Glass particle generation due to delamination is one of the major concerns in pharmaceutical packaging industries when Type I and Type II glasses are used as the container for pharmaceutical products. Delamination occurs when top layers of a glass separate at a scale that is barely visible or invisible to the naked eyes as shown in FIG. 1 of Ronald G Iacocca, “The Cause and Implications of Glass Delamination”, Pharmaceutical Technology, 2011, pp s6-s9, the disclosure of which is incorporated herein by reference in its entirety. The particles become suspended in drug solutions, posing a serious risk to the consumer.

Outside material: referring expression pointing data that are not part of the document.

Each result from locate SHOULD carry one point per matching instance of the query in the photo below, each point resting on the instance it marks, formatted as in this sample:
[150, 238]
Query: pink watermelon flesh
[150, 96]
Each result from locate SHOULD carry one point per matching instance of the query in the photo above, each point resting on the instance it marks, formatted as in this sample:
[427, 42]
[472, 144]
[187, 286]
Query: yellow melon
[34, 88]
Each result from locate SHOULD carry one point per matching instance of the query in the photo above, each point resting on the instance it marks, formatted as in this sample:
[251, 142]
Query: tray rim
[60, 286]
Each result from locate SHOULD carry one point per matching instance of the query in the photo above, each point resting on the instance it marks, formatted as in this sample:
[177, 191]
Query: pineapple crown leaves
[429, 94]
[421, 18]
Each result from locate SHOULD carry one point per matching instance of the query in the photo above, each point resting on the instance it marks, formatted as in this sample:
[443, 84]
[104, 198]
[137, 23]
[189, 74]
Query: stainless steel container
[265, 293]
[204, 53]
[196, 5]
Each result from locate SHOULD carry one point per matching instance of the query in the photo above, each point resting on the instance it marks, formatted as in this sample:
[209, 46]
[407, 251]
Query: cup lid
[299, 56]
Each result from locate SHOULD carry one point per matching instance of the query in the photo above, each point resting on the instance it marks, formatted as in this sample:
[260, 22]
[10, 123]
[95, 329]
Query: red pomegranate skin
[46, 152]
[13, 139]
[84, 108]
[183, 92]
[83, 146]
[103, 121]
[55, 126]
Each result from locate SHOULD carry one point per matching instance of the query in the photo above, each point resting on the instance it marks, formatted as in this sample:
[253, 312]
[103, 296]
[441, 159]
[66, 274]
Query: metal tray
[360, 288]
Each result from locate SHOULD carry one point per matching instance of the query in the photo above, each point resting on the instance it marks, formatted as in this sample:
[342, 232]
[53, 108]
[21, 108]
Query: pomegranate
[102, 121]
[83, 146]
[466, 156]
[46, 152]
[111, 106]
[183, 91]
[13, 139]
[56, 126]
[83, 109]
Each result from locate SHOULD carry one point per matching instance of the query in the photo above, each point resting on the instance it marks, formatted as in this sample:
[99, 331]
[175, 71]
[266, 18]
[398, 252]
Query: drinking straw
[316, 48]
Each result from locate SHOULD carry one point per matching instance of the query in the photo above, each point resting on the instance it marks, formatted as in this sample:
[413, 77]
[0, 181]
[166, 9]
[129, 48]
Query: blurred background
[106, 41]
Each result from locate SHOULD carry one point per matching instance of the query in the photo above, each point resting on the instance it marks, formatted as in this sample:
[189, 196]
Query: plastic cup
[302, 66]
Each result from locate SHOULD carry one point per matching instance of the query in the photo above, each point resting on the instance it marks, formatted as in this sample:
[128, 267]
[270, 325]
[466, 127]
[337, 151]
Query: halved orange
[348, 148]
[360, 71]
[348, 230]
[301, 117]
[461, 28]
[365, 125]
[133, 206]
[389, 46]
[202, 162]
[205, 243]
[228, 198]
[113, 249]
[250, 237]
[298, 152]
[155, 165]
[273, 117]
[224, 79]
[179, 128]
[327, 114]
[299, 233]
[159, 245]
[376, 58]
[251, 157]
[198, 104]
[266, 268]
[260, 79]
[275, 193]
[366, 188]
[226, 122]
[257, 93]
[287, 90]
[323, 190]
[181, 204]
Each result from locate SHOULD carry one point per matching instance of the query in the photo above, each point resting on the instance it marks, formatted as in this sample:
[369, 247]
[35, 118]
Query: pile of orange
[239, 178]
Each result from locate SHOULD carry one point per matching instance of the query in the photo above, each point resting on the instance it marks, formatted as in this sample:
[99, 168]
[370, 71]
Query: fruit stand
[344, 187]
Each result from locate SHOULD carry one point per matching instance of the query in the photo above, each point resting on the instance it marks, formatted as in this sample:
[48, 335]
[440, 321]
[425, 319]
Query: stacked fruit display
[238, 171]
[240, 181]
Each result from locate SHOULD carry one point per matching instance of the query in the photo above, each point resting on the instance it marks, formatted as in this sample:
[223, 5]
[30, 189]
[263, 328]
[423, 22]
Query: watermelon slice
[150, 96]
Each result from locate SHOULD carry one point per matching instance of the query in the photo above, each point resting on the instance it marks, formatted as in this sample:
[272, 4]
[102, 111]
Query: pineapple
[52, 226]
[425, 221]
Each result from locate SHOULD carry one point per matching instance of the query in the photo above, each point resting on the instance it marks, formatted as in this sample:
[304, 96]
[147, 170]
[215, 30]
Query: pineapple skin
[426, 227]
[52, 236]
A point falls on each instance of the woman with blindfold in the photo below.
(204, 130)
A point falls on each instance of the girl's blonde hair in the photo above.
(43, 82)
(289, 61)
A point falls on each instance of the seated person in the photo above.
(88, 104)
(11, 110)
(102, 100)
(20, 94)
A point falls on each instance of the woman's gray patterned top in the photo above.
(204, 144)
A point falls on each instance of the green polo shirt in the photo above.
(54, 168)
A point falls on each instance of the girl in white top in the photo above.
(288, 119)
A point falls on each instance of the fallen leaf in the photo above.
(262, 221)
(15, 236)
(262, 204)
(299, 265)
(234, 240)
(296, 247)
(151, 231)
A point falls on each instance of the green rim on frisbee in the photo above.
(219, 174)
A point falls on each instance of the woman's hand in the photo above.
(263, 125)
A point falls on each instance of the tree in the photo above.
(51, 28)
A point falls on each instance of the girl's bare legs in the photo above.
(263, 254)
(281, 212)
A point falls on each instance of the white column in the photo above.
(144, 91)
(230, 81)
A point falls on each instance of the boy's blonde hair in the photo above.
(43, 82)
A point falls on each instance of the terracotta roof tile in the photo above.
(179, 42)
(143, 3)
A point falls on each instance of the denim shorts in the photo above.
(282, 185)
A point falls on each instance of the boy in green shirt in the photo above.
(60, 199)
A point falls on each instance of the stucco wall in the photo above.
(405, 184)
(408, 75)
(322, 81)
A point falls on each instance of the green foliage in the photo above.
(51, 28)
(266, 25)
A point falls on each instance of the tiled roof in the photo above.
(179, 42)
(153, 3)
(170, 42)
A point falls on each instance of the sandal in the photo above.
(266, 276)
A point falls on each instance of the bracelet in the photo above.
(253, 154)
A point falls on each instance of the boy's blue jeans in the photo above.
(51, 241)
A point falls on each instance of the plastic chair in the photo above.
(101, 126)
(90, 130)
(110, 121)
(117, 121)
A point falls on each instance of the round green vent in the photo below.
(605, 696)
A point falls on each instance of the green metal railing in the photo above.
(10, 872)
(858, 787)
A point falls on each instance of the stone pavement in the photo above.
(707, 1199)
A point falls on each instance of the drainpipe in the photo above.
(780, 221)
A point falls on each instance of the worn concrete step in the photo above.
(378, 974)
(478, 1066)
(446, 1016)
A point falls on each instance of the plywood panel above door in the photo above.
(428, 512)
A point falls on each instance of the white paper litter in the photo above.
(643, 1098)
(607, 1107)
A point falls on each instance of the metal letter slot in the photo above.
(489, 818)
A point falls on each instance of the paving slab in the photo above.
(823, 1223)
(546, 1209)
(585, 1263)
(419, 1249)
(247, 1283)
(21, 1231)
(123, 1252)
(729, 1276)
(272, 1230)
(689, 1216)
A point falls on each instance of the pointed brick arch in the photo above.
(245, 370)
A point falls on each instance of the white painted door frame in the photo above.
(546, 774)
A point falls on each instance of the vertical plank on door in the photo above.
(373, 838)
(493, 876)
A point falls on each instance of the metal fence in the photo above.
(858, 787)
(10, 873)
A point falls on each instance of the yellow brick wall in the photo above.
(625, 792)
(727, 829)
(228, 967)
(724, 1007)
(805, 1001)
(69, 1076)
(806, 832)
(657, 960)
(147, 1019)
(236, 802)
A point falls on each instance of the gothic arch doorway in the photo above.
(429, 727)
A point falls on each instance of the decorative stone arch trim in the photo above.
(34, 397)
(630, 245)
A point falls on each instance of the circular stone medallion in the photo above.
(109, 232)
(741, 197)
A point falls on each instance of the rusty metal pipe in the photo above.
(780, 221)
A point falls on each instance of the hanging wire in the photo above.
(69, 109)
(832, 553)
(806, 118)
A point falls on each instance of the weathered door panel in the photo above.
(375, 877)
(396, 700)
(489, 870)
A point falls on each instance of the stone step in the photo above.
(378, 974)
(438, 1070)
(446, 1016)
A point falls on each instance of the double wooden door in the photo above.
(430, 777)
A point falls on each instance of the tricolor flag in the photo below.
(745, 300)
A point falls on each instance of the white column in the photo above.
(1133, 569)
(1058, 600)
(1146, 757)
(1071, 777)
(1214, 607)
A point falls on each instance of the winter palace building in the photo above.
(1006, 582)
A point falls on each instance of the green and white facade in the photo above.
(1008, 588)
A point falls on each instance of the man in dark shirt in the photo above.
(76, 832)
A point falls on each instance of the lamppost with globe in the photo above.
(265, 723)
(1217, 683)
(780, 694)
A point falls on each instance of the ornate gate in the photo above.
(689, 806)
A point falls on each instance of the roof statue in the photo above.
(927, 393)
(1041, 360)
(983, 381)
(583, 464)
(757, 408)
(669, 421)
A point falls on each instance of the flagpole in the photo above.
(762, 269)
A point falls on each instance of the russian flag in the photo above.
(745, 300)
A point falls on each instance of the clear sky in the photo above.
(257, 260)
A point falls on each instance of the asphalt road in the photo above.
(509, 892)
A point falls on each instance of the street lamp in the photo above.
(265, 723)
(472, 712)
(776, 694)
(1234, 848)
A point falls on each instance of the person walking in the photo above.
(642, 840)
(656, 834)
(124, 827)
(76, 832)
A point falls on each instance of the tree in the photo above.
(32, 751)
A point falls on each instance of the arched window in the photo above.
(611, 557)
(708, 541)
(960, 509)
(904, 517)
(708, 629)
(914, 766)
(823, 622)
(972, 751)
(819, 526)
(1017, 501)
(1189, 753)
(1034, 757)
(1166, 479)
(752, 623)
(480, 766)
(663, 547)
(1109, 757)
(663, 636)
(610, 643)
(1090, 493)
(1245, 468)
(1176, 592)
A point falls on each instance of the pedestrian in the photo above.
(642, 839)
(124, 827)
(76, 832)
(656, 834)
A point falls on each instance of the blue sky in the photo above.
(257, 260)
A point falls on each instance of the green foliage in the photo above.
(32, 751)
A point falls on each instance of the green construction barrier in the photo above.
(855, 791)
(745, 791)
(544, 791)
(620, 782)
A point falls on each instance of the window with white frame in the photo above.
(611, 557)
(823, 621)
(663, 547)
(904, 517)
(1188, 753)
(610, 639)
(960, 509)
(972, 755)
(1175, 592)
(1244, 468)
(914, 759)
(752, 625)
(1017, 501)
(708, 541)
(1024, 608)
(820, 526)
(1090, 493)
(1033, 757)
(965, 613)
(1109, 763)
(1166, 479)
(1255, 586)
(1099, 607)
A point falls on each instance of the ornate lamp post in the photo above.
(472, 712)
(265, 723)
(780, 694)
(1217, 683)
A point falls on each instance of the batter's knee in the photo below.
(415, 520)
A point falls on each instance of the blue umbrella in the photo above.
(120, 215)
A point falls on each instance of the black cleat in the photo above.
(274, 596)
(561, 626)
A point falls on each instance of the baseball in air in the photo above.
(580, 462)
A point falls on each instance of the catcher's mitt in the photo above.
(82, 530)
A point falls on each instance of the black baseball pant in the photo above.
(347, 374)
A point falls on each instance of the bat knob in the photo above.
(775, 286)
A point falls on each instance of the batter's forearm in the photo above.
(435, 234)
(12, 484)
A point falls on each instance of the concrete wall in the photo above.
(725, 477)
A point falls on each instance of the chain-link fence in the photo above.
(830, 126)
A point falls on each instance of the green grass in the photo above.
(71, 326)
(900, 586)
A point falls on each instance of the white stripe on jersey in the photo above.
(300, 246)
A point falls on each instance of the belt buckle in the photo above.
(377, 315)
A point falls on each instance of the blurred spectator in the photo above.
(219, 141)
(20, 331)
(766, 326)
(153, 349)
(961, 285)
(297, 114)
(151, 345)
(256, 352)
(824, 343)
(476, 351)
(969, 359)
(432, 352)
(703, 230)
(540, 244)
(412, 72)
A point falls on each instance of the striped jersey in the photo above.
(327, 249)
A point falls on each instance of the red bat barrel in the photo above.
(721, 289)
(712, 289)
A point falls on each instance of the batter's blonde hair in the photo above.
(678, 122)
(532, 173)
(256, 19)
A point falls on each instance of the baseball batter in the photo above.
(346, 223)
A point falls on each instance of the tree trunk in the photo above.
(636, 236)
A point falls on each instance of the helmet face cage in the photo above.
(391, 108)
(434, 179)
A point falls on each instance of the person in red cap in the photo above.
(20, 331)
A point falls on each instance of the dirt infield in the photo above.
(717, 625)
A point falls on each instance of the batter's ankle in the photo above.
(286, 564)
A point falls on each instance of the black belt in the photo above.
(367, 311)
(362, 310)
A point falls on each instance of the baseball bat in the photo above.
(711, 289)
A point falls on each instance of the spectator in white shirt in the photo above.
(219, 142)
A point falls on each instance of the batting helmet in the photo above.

Glasses without chemical modifiers (e.g., alkali metals, borates, alkaline earth metals) such as fused quartz glass are preferable from a chemical purity (low extractables) and chemical durability perspective, but such glasses may be difficult to manufacture due to the high processing temperatures required (typically >2,000° C.). Even when fused quartz glasses can be melted and formed into tubing, it is then often difficult to flame convert them into pharmaceutical packages (vials, syringe barrels, ampoules, etc), due to a high working point temperature (>1,700° C.). Thus, such glasses have generally not been used to manufacture pharmaceutical packaging. U.S. Pat. Nos. 6,200,658 and 6,537,626 show that efforts have been made to coat the interior surfaces of traditional glass containers with a layer of silica to reduce extractables (e.g., Schott Type I Plus®) and glass particles that are produced through delamination. Providing coated articles, however, are cumbersome and expensive and, therefore, not widely accepted in the pharmaceutical packaging market. Thus, there is a need for a cost-effective pharmaceutical packaging glass that exhibits low extractables and leaching with a moderate working point temperature that can be used in pharmaceutical packaging applications.